The PC industry's VHS to Steve Jobs' Betamax, billionaire philanthropist Bill Gates — co-founder and former chairman and CEO of Microsoft — is also intricately interwoven, in the world's collective consciousness, with the firm he built. Gates, however, has been intentionally steering his own slow departure from Microsoft for about a decade and a half now. He resigned as chairman of Microsoft's board of directors in February 2014, the culmination of a disengagement process that arguably began with his founding of the Bill & Melinda Gates Foundation in 1997 and continued with his resignation as CEO in 2000 and his move to part-time work at Microsoft as of mid-2008. Trusted colleagues and fellow board members have assumed many of his duties over the years. Insider and reputed Gates acolyte Satya Nadella, former executive vice president of Microsoft's Cloud and Enterprise group, was named CEO in February 2014 after a six-month search, replacing Steve Ballmer.
One of the world's wealthiest individuals, Gates has turned to full-time philanthropic work through his foundation. He has not, however, completely abandoned Microsoft. He remains an active board member and now serves as a "technology advisor" — a return, perhaps, to his computer-programming roots.
Despite their size, some multinational companies still bear resemblances to humbler mom-and-pop operations — at least when it comes to succession planning. Fidelity Investments and the Johnson family, for example, go together like, well, mom and pop.
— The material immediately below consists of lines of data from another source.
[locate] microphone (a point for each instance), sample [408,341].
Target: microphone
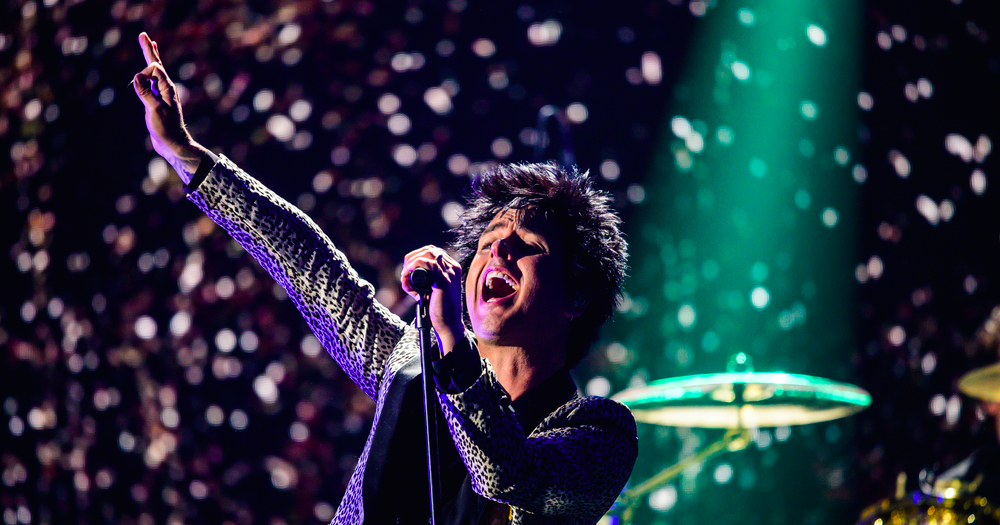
[420,280]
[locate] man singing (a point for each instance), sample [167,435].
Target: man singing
[540,261]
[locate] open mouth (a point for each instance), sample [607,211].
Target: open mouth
[498,286]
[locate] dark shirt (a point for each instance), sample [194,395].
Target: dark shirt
[401,491]
[404,480]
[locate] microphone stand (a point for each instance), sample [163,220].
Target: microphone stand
[430,396]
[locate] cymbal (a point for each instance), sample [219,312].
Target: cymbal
[982,383]
[743,400]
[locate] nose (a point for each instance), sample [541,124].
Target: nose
[501,248]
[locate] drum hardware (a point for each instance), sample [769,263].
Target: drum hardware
[738,400]
[982,383]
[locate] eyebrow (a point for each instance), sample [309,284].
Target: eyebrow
[504,222]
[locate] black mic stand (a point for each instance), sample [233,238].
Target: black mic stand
[420,279]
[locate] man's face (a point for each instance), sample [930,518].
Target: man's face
[516,287]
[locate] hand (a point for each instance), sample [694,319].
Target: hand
[163,114]
[446,292]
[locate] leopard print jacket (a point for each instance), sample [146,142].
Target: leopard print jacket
[569,469]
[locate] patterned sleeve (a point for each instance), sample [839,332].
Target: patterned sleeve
[573,465]
[339,305]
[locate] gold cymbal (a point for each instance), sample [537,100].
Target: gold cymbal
[982,383]
[743,400]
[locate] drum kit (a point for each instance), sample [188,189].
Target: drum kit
[741,399]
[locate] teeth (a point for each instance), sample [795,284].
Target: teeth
[497,275]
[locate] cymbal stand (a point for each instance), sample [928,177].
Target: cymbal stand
[734,440]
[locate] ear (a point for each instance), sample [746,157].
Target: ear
[576,305]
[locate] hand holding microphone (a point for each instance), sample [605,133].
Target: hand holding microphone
[430,271]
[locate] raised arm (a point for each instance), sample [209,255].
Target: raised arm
[339,306]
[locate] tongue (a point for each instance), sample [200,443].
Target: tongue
[498,289]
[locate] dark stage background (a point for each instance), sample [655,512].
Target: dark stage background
[150,372]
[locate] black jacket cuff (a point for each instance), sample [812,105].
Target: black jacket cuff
[208,161]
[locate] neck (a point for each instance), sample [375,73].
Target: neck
[519,369]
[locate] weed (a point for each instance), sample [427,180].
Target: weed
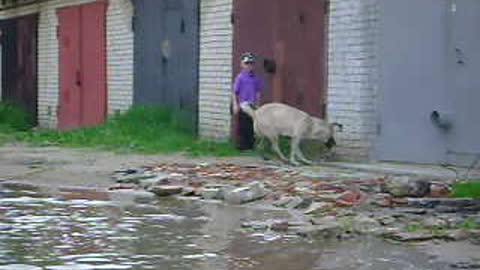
[469,189]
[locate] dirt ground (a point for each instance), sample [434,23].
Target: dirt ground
[56,166]
[82,167]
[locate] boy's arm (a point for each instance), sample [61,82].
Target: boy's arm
[236,89]
[235,103]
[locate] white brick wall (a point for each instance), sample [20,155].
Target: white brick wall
[353,74]
[215,70]
[119,55]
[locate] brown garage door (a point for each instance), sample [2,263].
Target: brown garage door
[289,38]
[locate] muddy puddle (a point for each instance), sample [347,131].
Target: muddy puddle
[71,230]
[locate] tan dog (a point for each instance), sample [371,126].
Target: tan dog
[275,119]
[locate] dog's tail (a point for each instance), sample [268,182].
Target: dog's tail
[248,109]
[335,124]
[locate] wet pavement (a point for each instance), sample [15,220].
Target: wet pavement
[41,229]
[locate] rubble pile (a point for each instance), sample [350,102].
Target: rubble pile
[401,208]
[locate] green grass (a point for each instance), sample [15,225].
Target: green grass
[146,130]
[468,224]
[467,189]
[13,118]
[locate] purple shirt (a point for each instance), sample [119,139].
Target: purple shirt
[246,86]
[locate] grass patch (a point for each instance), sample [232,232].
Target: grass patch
[413,227]
[147,130]
[467,189]
[13,118]
[468,224]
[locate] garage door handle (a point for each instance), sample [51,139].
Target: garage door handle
[460,56]
[78,78]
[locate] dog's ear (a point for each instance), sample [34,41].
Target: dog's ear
[330,143]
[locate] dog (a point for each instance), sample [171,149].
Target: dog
[275,119]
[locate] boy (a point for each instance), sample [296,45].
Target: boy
[246,92]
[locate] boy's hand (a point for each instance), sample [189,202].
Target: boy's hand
[236,109]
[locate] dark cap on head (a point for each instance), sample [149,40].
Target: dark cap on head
[248,57]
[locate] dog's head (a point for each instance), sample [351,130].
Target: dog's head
[330,143]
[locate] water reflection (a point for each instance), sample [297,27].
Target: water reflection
[79,230]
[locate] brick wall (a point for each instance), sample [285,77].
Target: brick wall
[353,74]
[120,43]
[215,71]
[119,55]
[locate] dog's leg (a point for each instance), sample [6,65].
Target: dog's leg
[298,151]
[261,147]
[276,148]
[293,150]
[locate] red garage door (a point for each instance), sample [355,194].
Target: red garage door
[83,91]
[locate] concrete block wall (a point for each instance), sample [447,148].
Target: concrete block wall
[119,55]
[215,70]
[353,75]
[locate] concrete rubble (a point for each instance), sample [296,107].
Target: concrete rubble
[399,208]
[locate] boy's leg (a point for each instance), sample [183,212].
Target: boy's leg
[247,139]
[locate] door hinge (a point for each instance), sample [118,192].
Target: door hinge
[326,8]
[134,23]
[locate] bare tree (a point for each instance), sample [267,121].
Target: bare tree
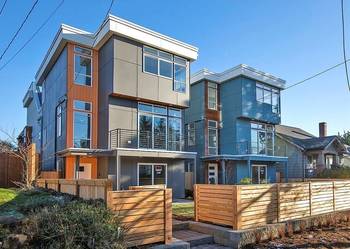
[19,148]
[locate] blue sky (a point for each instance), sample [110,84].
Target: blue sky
[289,39]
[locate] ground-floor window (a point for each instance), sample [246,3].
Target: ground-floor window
[259,174]
[151,174]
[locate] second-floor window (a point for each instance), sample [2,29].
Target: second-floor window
[59,120]
[212,137]
[262,139]
[82,124]
[82,66]
[159,127]
[191,134]
[268,95]
[212,96]
[166,65]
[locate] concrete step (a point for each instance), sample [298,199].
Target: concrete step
[193,238]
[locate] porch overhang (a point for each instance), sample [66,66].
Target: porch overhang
[251,157]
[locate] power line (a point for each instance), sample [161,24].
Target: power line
[2,7]
[19,29]
[33,35]
[344,45]
[100,28]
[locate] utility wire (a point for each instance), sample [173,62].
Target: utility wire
[2,7]
[33,35]
[19,29]
[344,44]
[100,28]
Founded in 1946 by Edward C. Johnson II — father of former chairman and CEO Edward "Ned" Johnson III and grandfather of Abigail Johnson, who now holds her father's positions — the financial services corporation is still 49 percent owned by the family, through both individual holdings and trusts. The remainder of shares is largely held by other Fidelity employees and the Johnsons, and their proxies keep a legendarily tight grip on operations.
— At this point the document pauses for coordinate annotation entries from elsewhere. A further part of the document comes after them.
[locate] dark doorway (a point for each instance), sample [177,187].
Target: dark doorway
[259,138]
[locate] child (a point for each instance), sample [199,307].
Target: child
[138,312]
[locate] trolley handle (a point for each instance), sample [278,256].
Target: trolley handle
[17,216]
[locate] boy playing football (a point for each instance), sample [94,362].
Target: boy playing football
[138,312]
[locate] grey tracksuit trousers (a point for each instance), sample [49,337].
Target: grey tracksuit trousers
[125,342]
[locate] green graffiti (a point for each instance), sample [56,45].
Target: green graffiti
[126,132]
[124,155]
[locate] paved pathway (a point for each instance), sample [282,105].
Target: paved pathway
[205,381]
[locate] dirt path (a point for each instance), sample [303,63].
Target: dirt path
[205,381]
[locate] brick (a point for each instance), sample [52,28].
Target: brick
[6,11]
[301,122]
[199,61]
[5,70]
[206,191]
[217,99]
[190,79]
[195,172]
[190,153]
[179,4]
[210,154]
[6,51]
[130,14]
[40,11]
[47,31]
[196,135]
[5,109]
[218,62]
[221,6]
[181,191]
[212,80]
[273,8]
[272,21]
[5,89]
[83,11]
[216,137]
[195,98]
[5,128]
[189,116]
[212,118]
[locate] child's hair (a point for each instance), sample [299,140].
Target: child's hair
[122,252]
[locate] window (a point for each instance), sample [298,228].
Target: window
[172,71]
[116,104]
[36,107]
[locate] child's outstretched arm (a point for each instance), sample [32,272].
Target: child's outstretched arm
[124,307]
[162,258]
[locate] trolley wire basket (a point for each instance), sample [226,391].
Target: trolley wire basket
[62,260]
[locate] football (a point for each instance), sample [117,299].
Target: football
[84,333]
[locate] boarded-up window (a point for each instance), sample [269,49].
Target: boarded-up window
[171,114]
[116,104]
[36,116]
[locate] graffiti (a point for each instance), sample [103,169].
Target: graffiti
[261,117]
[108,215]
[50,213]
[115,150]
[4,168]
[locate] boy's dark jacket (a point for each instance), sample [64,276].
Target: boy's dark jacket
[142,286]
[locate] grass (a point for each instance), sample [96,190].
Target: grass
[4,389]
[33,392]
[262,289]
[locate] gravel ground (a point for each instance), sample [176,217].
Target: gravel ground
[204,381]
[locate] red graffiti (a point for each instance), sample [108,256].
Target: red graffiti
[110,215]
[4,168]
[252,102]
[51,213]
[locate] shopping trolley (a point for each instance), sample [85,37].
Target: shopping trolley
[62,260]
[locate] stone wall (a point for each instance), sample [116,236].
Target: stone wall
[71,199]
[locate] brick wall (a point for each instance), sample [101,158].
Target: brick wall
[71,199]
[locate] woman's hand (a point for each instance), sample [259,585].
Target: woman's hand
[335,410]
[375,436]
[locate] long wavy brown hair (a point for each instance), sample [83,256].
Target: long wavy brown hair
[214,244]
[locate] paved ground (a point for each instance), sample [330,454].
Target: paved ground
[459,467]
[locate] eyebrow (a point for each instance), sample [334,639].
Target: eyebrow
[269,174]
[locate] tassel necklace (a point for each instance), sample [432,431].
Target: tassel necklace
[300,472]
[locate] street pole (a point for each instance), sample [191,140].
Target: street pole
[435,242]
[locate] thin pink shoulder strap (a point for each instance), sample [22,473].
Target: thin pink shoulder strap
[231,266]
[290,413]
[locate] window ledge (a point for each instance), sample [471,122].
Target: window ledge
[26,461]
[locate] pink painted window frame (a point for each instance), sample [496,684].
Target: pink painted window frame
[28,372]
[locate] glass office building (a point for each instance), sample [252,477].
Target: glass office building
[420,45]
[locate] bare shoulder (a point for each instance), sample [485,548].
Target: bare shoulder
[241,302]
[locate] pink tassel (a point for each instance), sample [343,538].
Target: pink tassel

It was long widely assumed that Ned Johnson, 87, envisioned daughter Abigail, now age 55, eventually taking his place. "Keeping it in the family" can lend private companies like Fidelity — though profitable and one of the world's largest mutual fund and financial services firms — a reinvigorated sense of stability and continuity in a still-rocky recovery economy.
What to do with a firm like Martha Stewart Living Omnimedia once its namesake's no longer alive? The media and merchandising company's eponymous founder and chairwoman is a hale and hearty 76 years young, but the conundrum faces any firm whose brand incorporates its founder and public face's actual name and/or identity. But MSLO has already had to make do without Martha once before: As a result of her conviction in the ImClone insider trading scandal of the early 2000s, Stewart was forced to resign as president, chairwoman and CEO and barred by the Securities and Exchange Commission from doing business at the company until the end of 2011.
Stewart doesn't seem interested in discussing succession plans now that she's back in business. As reported on CNBC in 2014, "Stewart is back on MSLO's board as nonexecutive chair and shows no sign of slowing down. Martha Stewart the company, Martha Stewart the brand and Martha Stewart the person are inseparable." Who succeeds the force of nature that is Stewart, and when, remains to be seen.